By Paul Goble
Disorders in Russia have become “inevitable,” an Ekho Moskvy commentator argues, because the country’s leadership has deprived the people of a choice in the elections. As a result, Matvey Ganapolsky says, the regime in Moscow is “closer to falling” than Mikhail Saakashvili’s in Tbilisi despite all Russia has done to destabilize Georgia.
Certainly the Georgian government has its problems, the Moscow analyst acknowledges, but at least it is the initiator of reforms. In the Russian capital, however, the only thing that matters is doing what Vladimir Putin wants be it the continuing incarceration of Khodorkovsky or the suppression of dissent (http://echo.msk.ru/blog/ganapolsky/753605-echo/).
Indeed, Ganapolsky says, the situation in Russia has deteriorated to the point that today Russians “do not curse the Kremlin, they laugh about it, and in the Internet, the leaders are recalled only with foul language” – and that is because no one believes that those in power can do anything they promise.
In this situation, those in power may be able to hold on for a time, Ganapolsky says, but they will not be able to do so forever – and they know it. The powers that be “understand that this business is coming to an end, but power is too sweet to give it up.” But by holding on in the way they are, he suggests, those in power now are only making the future of the country worse.
By failing to open up the political system, by reducing the citizenry to the status of “slaves,” and by simply clinging to power and control over the country’s wealth, Ganapolsky says, “the suicides in the Kremlin are leading the country precisely to the ‘senseless and pitiless’ revolt” so many have warned about for so long.
This “Russian revolt” is be “a revolt because there will not be an alternative force which would organize the crowd – the Kremlin has devoted all its efforts in order to declare any alternative to be madness,” apparently convinced that this is “some kind of amulet against disorders.”
“But this is a profound misconception,” Ganapolsky says, something leaders often do not recognize until the crowds have stormed the television station and the leaders themselves have fled abroad, “bitterly reflecting about their own ungrateful people and about Saakashvili who apparently has organized this revolt.”
Ganapolsky’s words may strike many as extreme, but in fact, they reflect a large and growing trend among commentators in the Russian capital, and their arguments and conclusions are being picked up ever more frequently by mainstream publications, itself an indication of some of the problems that the Ekho Moskvy host points to.
An example of that is provided by lead article in today’s “Nezavisimaya gazeta.” The editors of that paper argue that the Russian powers that be “must learn to speak to society the truth about the war” that is going on in their country rather than to assume that they can ignore what Russian citizens are feeling (http://www.ng.ru/editorial/2011-02-28/2_red.html).
Russians have become accustomed to living with ever more restrictions on their activities, the paper says, but they have been willing to do so in the expectation that the powers will be able to protect them from violence. And now, it is clear, “the police state cannot defend [them] from terrorist actions,” in the North Caucasus or even in Moscow.
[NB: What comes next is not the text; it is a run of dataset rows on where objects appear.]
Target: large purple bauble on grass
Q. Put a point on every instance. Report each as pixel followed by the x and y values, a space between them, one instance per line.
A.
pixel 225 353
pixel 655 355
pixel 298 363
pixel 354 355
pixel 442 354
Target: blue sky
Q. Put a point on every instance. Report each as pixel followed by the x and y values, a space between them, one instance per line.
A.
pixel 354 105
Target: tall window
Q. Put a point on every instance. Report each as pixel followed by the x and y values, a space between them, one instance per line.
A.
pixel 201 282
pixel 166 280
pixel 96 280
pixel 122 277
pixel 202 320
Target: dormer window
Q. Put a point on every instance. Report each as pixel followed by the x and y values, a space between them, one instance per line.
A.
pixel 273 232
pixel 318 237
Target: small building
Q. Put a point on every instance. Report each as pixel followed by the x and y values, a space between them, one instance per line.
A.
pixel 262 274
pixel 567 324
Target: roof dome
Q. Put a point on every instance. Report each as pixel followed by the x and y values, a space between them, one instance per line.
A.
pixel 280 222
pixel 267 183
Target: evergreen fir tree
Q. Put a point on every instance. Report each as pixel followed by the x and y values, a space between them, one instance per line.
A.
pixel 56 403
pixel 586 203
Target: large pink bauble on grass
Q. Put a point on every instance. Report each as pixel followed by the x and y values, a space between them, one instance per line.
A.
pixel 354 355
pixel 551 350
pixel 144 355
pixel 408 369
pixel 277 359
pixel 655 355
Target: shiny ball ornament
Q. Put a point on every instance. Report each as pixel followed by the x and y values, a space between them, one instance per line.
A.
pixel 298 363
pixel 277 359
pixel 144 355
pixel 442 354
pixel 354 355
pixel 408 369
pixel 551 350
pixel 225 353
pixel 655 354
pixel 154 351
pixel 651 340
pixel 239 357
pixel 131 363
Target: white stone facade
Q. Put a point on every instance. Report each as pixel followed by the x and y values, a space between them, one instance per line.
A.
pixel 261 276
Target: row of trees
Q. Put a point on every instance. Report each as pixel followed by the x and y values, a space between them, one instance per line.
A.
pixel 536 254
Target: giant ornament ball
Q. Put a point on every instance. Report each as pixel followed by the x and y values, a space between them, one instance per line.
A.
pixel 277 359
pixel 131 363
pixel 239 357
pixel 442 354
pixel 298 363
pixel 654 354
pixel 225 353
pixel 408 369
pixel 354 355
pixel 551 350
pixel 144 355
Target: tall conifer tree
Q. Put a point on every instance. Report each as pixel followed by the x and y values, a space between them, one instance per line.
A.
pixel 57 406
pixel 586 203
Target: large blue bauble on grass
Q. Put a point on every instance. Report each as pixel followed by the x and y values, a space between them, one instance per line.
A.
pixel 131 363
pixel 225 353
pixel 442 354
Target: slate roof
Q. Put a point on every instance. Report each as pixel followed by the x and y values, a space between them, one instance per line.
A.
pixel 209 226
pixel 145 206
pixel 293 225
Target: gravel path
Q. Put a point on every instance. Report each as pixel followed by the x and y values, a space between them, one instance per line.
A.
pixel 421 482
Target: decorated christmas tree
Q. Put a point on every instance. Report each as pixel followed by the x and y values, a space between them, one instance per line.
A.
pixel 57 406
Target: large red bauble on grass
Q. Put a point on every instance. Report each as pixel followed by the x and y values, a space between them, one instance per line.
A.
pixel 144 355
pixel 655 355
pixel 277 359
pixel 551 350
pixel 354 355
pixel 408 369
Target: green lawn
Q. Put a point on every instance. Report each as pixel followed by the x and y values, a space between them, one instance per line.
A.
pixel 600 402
Moreover, the paper adds, Russians “understand that the longstanding government optimism concerning the stabilization in the North Caucasus does not have any basis in fact.” But “the government refuses to recognize” either the problem in the south of the country or the problem the absence of a solution there has created for itself elsewhere.
“The atrophying of civil society [in Russia] is the result of the intentional activity of the state.” It eliminated elections to many posts and competition in elections to others, and “people become accustomed to the idea that the powers don’t need them.” In addition, opposition figures were “converted into marginals” and “party construction frozen.”
As a result, there was no way within the system for the anger an increasing number of Russians feel, and consequently, as polls show, ever more of them are prepared “to take part in street actions.” Such “an internal emigration is not constructive e for the powers,” the editors note.
“With such a level of protest attitudes, [Russia] will not shift toward modernization” because the state will have to spend its time trying to prevent “social explosions.” But that is just the problem, “Nezavisimaya” says. “The status of slaves” to which Moscow has reduced Russians leaves them “capable only of revolt.”
“The restoration of freedom,” which Russia so desperately needs, the paper conditions, “could begin with an honest conversation. But restoration efforts could proceed according to another scenario,” all the more so “when de facto on the territory of Russia a war is taking place.”
Tragically, many are seeking to give the impression that the whole country is absorbed with choosing a mascot for the Sochi Olympics. “If that were really so, then it would be better not to be clear about just what kind of a country this is—or who needs an Olympics in a land where every day citizens are being shot and blown up.”